Under the Limitation Act 1980, squatters are able to acquire title to land by proving that they have been in adverse possession for at least 12 years. Claims by and against squatters under this regime are heard by the courts.  


The 1980 Act used to apply to both registered and unregistered land. However, the Land Registration Act 2002 introduces a new statutory scheme where title has been registered at the Land Registry. Swan Housing Association Ltd v Gill [2012] EWHC 3129 (QB) highlights the importance of following the procedures prescribed by the 2002 Act when relying on adverse possession to claim title to registered land.


The point emerged when a landlord sought an injunction for anti-social behaviour against a tenant. The landlord claimed that the tenant was obstructing a passageway and trespassing in a garden. The tenant claimed that he had been in adverse possession of the land and made an application to the Land Registry to substantiate his claim. Did the county court have jurisdiction to determine the tenant’s claim while dealing with the landlord’s application for an injunction?


The High Court explained that adverse possession has no effect on title to registered land.
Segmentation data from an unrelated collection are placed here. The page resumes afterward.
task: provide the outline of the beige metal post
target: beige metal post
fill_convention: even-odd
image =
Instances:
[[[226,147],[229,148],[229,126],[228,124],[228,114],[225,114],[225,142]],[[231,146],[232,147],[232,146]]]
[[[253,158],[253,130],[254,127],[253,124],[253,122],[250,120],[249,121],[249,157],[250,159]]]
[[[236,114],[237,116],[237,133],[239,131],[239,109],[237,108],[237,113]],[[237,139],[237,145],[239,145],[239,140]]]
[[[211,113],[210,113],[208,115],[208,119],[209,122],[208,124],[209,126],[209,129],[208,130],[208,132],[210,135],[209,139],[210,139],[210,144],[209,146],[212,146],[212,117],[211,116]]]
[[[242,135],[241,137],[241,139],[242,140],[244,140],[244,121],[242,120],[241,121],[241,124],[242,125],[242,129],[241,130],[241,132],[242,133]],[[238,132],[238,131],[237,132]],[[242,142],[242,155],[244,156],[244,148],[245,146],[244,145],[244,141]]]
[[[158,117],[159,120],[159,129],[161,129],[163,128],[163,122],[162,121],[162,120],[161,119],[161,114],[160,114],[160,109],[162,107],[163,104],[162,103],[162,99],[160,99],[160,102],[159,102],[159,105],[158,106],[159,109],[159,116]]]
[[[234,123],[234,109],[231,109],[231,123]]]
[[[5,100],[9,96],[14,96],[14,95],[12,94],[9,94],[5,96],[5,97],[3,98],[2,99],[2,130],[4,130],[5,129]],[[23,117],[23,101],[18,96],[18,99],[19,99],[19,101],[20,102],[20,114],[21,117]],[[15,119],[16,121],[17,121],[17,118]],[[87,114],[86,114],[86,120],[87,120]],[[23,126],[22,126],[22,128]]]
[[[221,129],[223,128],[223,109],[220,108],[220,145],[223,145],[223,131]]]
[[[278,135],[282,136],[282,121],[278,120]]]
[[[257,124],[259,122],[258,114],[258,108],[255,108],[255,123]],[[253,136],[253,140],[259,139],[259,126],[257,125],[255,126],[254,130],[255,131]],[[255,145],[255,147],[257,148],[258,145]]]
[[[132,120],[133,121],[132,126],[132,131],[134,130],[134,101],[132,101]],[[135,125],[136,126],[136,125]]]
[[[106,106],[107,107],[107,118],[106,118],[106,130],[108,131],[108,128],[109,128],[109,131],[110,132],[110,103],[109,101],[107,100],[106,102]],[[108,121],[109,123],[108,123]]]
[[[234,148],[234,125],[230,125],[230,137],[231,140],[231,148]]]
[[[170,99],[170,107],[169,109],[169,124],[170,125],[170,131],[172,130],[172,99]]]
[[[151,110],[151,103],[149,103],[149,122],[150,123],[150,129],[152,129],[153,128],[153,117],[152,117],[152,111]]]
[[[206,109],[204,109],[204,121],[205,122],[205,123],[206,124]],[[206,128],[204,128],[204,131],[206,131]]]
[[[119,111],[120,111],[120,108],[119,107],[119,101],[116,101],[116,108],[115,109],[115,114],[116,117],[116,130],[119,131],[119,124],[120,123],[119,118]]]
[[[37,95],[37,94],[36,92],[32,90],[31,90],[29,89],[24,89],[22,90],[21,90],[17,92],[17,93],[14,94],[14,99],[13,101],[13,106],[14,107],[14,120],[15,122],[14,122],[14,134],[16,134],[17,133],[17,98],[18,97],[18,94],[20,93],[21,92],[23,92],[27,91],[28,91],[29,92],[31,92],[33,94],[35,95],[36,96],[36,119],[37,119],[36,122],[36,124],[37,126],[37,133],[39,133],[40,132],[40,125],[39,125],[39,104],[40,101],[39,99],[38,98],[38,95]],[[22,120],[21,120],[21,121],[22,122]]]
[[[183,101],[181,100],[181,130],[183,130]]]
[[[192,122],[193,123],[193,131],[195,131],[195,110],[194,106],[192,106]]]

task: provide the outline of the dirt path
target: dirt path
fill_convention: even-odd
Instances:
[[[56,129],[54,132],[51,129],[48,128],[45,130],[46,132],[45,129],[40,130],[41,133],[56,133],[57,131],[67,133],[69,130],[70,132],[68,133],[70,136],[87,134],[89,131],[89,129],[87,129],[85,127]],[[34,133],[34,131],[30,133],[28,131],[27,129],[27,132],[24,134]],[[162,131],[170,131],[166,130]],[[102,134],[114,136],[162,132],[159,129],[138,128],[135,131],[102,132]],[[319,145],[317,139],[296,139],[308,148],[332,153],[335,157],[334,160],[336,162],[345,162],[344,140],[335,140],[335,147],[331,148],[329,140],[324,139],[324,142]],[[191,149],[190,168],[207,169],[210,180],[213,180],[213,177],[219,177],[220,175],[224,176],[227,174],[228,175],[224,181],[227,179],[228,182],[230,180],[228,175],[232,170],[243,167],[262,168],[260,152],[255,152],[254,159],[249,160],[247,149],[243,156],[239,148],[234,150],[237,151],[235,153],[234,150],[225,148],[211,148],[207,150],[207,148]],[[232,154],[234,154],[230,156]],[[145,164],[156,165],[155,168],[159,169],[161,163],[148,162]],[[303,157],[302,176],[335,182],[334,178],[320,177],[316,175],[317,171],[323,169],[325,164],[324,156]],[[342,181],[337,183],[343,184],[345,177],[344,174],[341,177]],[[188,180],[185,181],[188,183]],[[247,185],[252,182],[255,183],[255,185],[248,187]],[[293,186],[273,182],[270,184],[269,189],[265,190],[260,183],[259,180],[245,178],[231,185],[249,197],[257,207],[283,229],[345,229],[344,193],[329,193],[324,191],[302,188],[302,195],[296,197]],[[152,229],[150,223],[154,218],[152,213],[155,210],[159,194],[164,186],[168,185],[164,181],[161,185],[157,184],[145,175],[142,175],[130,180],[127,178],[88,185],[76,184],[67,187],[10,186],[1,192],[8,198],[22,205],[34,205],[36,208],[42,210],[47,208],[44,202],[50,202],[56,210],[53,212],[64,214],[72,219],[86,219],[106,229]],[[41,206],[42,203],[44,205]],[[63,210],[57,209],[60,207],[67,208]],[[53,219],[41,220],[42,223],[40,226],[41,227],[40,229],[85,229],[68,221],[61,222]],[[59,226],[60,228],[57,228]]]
Consequently, squatters must make a successful application for registration to deprive a registered proprietor of title to land.


The new statutory procedure puts the Land Registry in charge and the court cannot adjudicate unless and until a squatter has made an application for registration, because there is nothing for the court to adjudicate upon until then. However, the court does retain jurisdiction to determine whether squatters have acquired title under the new regime if they are defending possession proceedings brought against them. Indeed, squatters cannot apply for registration in such circumstances: section 98(5) and schedule 6 para 1(3) Land Registration Act 2002.


The landlord sought to rely on the provisions of section 21 of the County Courts Act 1984, which empowers the county court to hear and determine any action for the recovery of land, or in which title to any hereditament comes in question. However, the landlord was seeking an injunction to put a stop to the tenant’s anti-social behaviour and the 1984 Act could not possibly take precedence over the specific provisions set out in the Land Registration Act 2002. 


It would be wrong for the county court to usurp functions that must be discharged, in the first instance, by the Land Registry. Therefore, the application to the Land Registry must be allowed to proceed. The county court could then deal with the application for the injunction in the light of the outcome of the tenant’s application to be registered with title to the land.


It is worth noting that the 2002 Act requires the Land Registry to refer disputes to its adjudicator to determine. However, the adjudicator can direct one or other of the parties to commence court proceedings instead. The courts also continue to exercise appellate jurisdiction over the adjudicator and have, on occasion, been involved in parallel proceedings issued to bring matters to a head where an adjudication has been delayed: see EF Clarke (Goldsmiths) Ltd v William Sapcote & Sons Ltd [2006] EWHC 2870 (Ch).